The use of a non-offset diaphyseal femoral fixation stem may further increase this tendency toward the creation of an excessive flexion gap, because non-offset stems tend to position the femoral component anteriorly (Fig. 52.5). Again, in such a circumstance, a stable and functional joint can only be obtained if the surgeon is prepared to use a thick polyethylene insert and accept an elevated joint line.

Finally, revision TKR always inevitably comes with some damage and stretching of the capsule-ligamentous soft tissue sleeve around the knee. The surgeon will therefore be confronted with the necessity to fill up the joint by lengthening the leg. This can be done by adding material to the proximal tibia, the distal femur, or both. The authors of this chapter believe that such build-up should be divided over both the femur and tibia in order to maintain as much as possible the isometric nature of the mediolateral soft tissues as well as the patellar height in reference to the tibiofemoral joint line. This means that joint line elevation will always occur to some extent, at least when measured from the tibia. Likewise, however, when measured from a femoral reference (e.g. the hip centre or adductor tubercle), the same situation can be considered joint line distalisation.

The last aspect is generally forgotten in the discussion of joint line elevation during revision TKR. It puts the issue in a somewhat different perspective and, in fact, demonstrates that some joint line elevation as commonly defined (i.e. from a tibial or distal reference) is unavoidable and probably even desirable after revision TKR.

Today, it is not fully clear what the clinical and biomechanical consequences of joint line elevation are.
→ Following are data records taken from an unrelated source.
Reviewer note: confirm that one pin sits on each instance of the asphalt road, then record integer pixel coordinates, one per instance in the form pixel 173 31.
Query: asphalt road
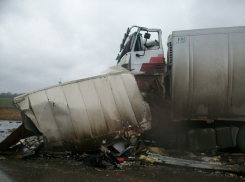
pixel 53 169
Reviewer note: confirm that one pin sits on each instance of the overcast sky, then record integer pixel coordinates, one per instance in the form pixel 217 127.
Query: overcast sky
pixel 43 41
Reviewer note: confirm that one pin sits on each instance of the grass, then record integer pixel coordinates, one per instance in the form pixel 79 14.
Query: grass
pixel 6 102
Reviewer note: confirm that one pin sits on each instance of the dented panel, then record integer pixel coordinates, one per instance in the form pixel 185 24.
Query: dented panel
pixel 208 74
pixel 79 115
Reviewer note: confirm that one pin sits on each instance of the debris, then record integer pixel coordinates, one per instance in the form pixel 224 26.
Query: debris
pixel 1 158
pixel 194 163
pixel 80 115
pixel 157 150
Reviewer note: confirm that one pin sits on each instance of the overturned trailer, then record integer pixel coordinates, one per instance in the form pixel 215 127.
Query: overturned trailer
pixel 81 115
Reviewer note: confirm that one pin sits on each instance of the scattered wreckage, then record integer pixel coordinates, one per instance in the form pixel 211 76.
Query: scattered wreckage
pixel 93 114
pixel 82 115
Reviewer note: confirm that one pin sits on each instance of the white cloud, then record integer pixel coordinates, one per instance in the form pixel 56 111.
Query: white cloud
pixel 43 41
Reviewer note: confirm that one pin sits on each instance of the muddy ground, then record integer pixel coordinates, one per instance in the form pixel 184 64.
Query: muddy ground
pixel 54 169
pixel 41 168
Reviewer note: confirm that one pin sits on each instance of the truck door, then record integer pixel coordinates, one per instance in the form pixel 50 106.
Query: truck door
pixel 147 53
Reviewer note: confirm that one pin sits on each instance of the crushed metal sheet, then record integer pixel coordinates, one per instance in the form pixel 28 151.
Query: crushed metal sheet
pixel 79 115
pixel 194 163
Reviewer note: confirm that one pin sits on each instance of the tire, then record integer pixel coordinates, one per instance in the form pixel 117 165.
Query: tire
pixel 241 139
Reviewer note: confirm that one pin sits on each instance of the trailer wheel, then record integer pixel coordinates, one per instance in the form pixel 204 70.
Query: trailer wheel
pixel 241 139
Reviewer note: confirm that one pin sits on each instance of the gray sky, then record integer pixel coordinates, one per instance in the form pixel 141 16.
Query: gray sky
pixel 43 41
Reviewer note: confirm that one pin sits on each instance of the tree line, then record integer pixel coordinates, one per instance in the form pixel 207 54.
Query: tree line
pixel 9 95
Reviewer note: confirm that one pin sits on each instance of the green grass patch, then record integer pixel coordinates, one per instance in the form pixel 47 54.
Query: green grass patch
pixel 6 102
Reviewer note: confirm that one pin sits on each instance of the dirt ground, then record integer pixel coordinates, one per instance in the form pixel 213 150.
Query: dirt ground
pixel 10 113
pixel 54 169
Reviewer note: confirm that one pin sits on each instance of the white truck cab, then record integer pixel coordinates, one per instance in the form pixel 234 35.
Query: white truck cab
pixel 141 51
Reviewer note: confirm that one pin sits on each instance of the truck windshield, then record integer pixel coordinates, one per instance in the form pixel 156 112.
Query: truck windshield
pixel 128 45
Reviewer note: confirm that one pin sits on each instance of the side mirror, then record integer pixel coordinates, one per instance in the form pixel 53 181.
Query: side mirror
pixel 147 35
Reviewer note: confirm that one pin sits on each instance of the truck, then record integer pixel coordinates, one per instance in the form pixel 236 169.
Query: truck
pixel 199 87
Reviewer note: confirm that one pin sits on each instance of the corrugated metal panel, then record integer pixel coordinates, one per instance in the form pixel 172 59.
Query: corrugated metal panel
pixel 80 114
pixel 42 110
pixel 208 74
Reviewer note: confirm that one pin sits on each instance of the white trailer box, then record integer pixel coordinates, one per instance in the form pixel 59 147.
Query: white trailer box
pixel 208 74
pixel 79 115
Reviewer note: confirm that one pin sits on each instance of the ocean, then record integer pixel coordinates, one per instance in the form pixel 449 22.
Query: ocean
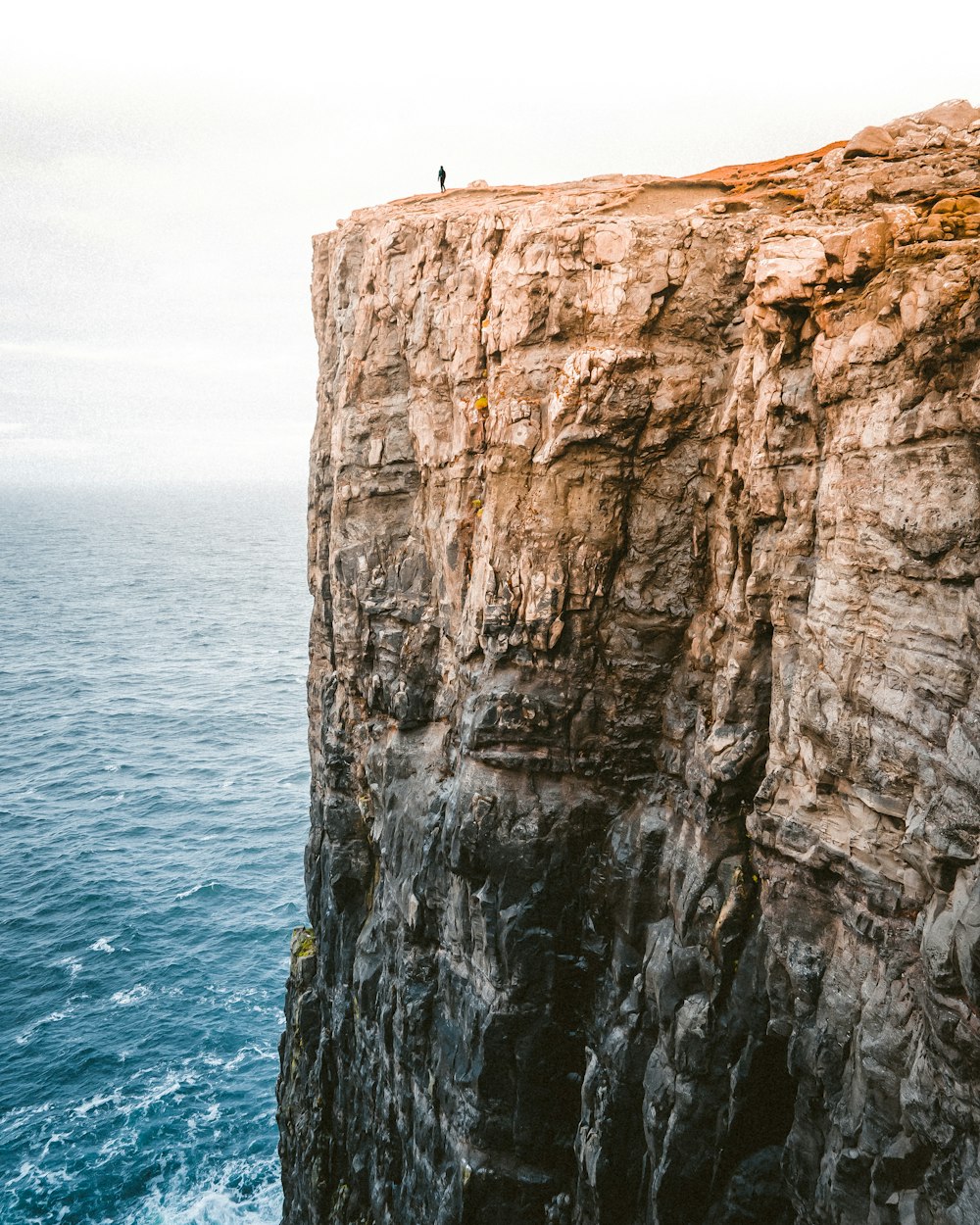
pixel 153 797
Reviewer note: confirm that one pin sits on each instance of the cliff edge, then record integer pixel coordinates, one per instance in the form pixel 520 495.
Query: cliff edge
pixel 645 702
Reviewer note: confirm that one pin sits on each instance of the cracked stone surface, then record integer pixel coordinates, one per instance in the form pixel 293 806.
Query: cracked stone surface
pixel 645 702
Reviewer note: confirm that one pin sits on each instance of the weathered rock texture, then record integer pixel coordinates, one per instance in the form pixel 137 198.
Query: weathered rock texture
pixel 645 702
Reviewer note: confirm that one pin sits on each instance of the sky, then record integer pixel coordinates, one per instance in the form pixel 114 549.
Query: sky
pixel 165 167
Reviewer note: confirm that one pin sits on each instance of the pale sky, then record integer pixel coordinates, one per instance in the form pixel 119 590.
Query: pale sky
pixel 165 167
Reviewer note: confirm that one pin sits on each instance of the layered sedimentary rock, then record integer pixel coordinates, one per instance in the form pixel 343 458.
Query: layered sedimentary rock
pixel 645 702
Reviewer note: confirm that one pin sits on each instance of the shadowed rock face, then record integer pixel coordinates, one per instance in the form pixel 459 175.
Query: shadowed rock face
pixel 645 534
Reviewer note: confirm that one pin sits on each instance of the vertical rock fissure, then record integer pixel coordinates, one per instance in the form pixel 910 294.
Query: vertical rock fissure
pixel 642 866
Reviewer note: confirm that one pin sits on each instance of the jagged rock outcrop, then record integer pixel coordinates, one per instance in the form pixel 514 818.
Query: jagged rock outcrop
pixel 645 702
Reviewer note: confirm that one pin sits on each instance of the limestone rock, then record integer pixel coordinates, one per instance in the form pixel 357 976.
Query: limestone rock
pixel 645 704
pixel 870 142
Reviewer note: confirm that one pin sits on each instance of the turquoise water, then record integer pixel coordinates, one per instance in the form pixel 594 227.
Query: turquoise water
pixel 153 788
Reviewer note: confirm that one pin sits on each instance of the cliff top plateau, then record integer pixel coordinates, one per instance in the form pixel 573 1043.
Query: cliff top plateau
pixel 643 870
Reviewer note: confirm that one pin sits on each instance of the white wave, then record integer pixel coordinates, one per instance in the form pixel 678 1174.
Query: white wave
pixel 214 1203
pixel 127 999
pixel 196 888
pixel 50 1019
pixel 99 1099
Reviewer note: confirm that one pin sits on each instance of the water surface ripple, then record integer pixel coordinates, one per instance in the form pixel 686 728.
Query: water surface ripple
pixel 153 783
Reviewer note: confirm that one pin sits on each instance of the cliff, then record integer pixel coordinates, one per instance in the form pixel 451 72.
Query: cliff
pixel 645 702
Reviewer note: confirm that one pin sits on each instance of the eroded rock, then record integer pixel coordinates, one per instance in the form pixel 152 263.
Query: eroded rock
pixel 645 704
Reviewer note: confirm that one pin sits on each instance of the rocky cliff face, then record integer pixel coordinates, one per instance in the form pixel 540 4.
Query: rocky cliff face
pixel 645 702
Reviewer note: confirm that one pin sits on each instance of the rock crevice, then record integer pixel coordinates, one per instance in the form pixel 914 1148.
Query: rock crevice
pixel 645 707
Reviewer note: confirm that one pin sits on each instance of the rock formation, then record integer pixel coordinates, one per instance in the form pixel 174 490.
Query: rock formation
pixel 645 702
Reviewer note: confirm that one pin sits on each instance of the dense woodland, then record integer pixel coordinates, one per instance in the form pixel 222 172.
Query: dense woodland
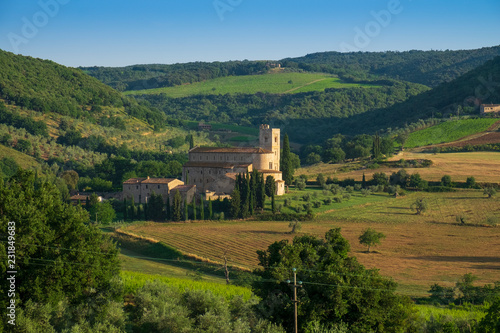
pixel 426 67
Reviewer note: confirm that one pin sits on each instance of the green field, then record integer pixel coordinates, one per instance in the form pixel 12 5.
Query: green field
pixel 21 159
pixel 277 83
pixel 448 131
pixel 133 281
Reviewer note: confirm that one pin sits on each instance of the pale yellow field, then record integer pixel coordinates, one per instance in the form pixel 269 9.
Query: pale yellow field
pixel 484 166
pixel 418 250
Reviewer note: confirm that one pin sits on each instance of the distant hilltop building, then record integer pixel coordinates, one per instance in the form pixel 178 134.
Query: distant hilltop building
pixel 489 108
pixel 140 189
pixel 214 169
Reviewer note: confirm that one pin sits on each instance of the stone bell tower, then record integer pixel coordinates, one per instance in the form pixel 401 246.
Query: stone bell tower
pixel 269 139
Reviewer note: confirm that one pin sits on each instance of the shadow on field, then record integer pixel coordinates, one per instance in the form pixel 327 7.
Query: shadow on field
pixel 269 232
pixel 489 267
pixel 407 211
pixel 458 259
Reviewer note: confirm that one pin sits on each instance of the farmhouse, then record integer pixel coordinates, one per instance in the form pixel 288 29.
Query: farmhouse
pixel 140 189
pixel 489 108
pixel 214 169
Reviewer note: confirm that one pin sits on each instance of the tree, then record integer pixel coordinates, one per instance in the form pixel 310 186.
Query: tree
pixel 336 288
pixel 296 226
pixel 270 186
pixel 420 205
pixel 446 181
pixel 401 139
pixel 376 149
pixel 194 207
pixel 155 207
pixel 260 192
pixel 490 191
pixel 470 182
pixel 491 322
pixel 235 209
pixel 71 178
pixel 286 162
pixel 370 238
pixel 60 256
pixel 210 210
pixel 177 207
pixel 202 209
pixel 103 212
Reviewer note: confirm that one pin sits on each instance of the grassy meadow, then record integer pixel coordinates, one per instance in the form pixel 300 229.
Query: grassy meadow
pixel 483 166
pixel 275 83
pixel 448 131
pixel 419 250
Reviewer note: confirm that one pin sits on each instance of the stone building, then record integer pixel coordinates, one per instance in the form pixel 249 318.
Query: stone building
pixel 214 169
pixel 489 108
pixel 141 188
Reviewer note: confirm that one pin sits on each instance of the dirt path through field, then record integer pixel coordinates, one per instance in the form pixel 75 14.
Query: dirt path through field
pixel 305 85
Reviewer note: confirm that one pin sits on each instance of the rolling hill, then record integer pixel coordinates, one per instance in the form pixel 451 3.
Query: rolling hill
pixel 273 83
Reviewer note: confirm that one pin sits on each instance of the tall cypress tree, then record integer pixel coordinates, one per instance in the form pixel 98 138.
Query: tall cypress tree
pixel 235 209
pixel 177 207
pixel 210 211
pixel 167 209
pixel 286 162
pixel 202 209
pixel 125 208
pixel 194 207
Certainly there are some theoretical concerns. Optimal knee joint function obviously requires a delicate balance between the osseous anatomy and the surrounding soft tissues, which is dramatically distorted in case of joint line elevation [3, 11, 12, 14]. Impingement of the inferior pole of the patella against the tibial insert has been observed, as well as patella baja and impingement of the patellar tendon against the anterior surface of the tibial component, causing pain, structural tendon damage, and limited knee flexion [11, 15, 16].

Joint line elevation of 10 mm and 15 mm leads to patellofemoral contact force of 60 and 90 % body weight, respectively [10]. That may partially explain postoperative pain and limited knee function.

Biomechanical studies showed midflexion instability when the femoral component was shifted proximally and anteriorly of 5 mm [9]. In contrast, distalisation and a more posterior position of the femoral component caused midflexion tightness. The isolated elevation of the joint line does not seem to increase midflexion laxity as shown in a computer model [13].